The Lowland compelled me to reach into the crevasses of memory and examine some caged realities that exist only for me now because they've been forgotten by everyone else. They are not so easily crushed for me, they roll between my fingertips like cool marble, grave, unyielding, ever present.

Photos by Rebecca McCue

Things My Parents Don't Say

“How awful it was, thought Tessa, remembering Fats the toddler, the way tiny ghosts of your living children haunted your heart; they could never know, and would hate it if they did, how their growing was a constant bereavement.”
J.K. Rowling, The Casual Vacancy
Vintage Noor circa 1987
A few weeks ago, my mother called me to say that she had found 6 photo albums of my toddler years in my father's closet. They were cleaning out the clothes and shoes, packing them up, because a big move is imminent. They found the albums tucked away on a shelf and spent hours poring over the pictures. "In those pictures, you look exactly like Jahan looks now," said my mother wistfully. I welled up at this thought -- that once, long ago, my parents must have showered the same attention on me that I now devote to Jahan. I imagined Jahan growing up and moving away from me. I imagined telling her this over the phone -- I saw your photos again, baby girl, you were such a cute toddler -- and felt a visceral ache. How hard had it been really for my parents to let me go, to say goodbye so I could pave my own path toward self-actualization and self-discovery? What is the extent of my parents' grief, really? 

Children are ubiquitously such selfish creatures, even after they become parents themselves. I have never paused before this particular instance to think how much my parents probably miss me -- and not so much me, but that little girl in the photos with those chubby cheeks and thick curls. They probably feel as though no time has passed and their girl has grown and taken flight. Do they find it to be an unfair decision? What does my mother think and does not say to me when I receive her frustrated chat on WhatsApp, "Really, Noorulain, what is happening? You never call." And what must she feel when I respond, "Sorry, Mom. Been really busy. Call you tomorrow. Kisses." "OK," she writes back. Then she sends me 3 pink hearts, and a bald smiley face blowing me a kiss. She is a funny lady. I love her dearly, and yet I haven't called her -- does she wonder if I have forgotten her or deprioritized her? Because how can I explain this -- Mom, life got in the way, I am a working mother, you know, and there's the time difference to contend with, you are 12 hours ahead after all, we don't live in the same day of the week half of the time, when the sun turns up outside my window, it's already dipped out of your sight, the skies above us are so different, you are so far away from me, I miss you, I love you, I think of you, I just haven't had the time to call...

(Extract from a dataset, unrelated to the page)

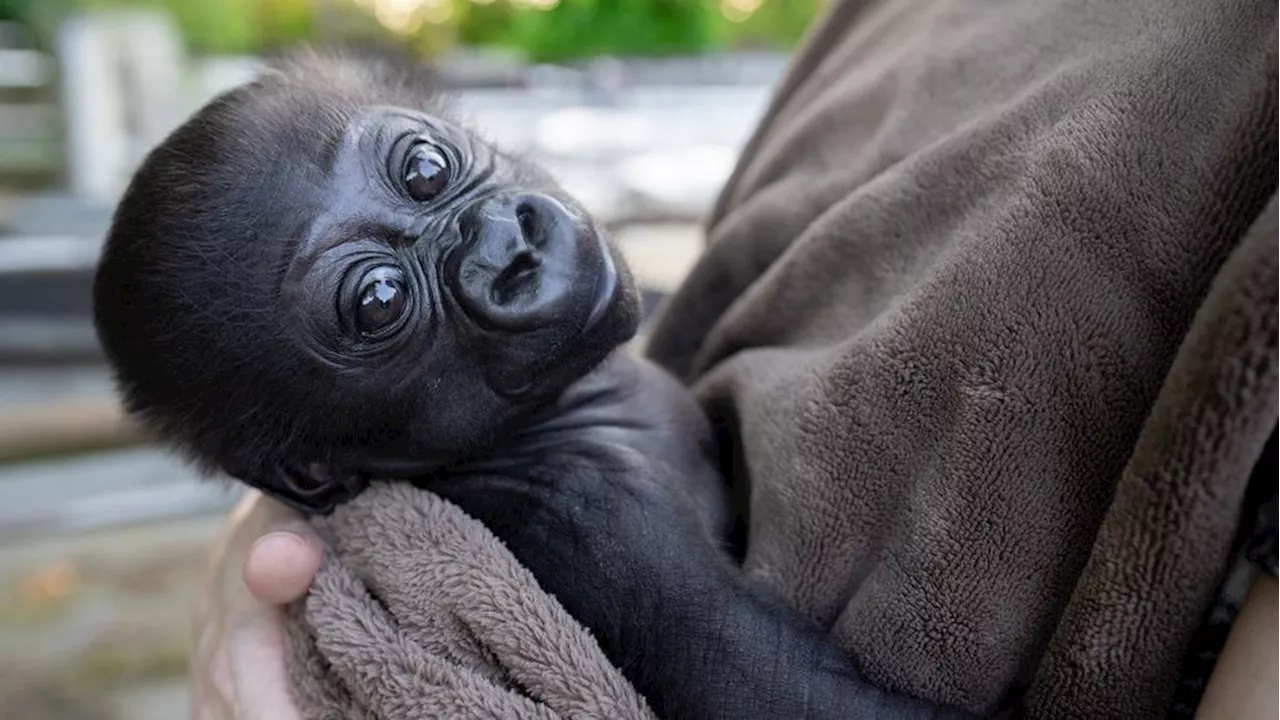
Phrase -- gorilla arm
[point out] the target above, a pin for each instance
(598, 505)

It's hard to think about these things. It's heartbreaking to realize with absolute certainty that one day, I will look back and wonder where my sweet girl went and why my grown daughter doesn't call me back. I have never appreciated  this constant bereavement my parents must experience. It's a sweet kind of mourning, though, isn't it? Hopefully, they think they have raised strong, independent, responsible women -- who have all three left the nest now, made their own abodes with twigs and moss and the values their parents taught them.

And yet, I cannot shake this burden off my shoulders. I look back at Jahan's photos -- a few days old, swaddled in a blanket; a few months old wearing a white woolen dress, a red headband, a ready smile, her chubby cheeks rosy; her tiny teeth, her short hair, her inquisitive look at 12 months, 18 months, 2 years... How time flies, and how strange nature is. Parents are blind observers to their child's growth, each phase so different from the last, the present always solidifying in our memory and the past fluid and free, sometimes flowing into the river of consciousness, making a tiny ripple, and then merging with our current reality, fading away. This parting is such sweet sorrow.

I miss my mother now (as I always do). Must sign off to call her.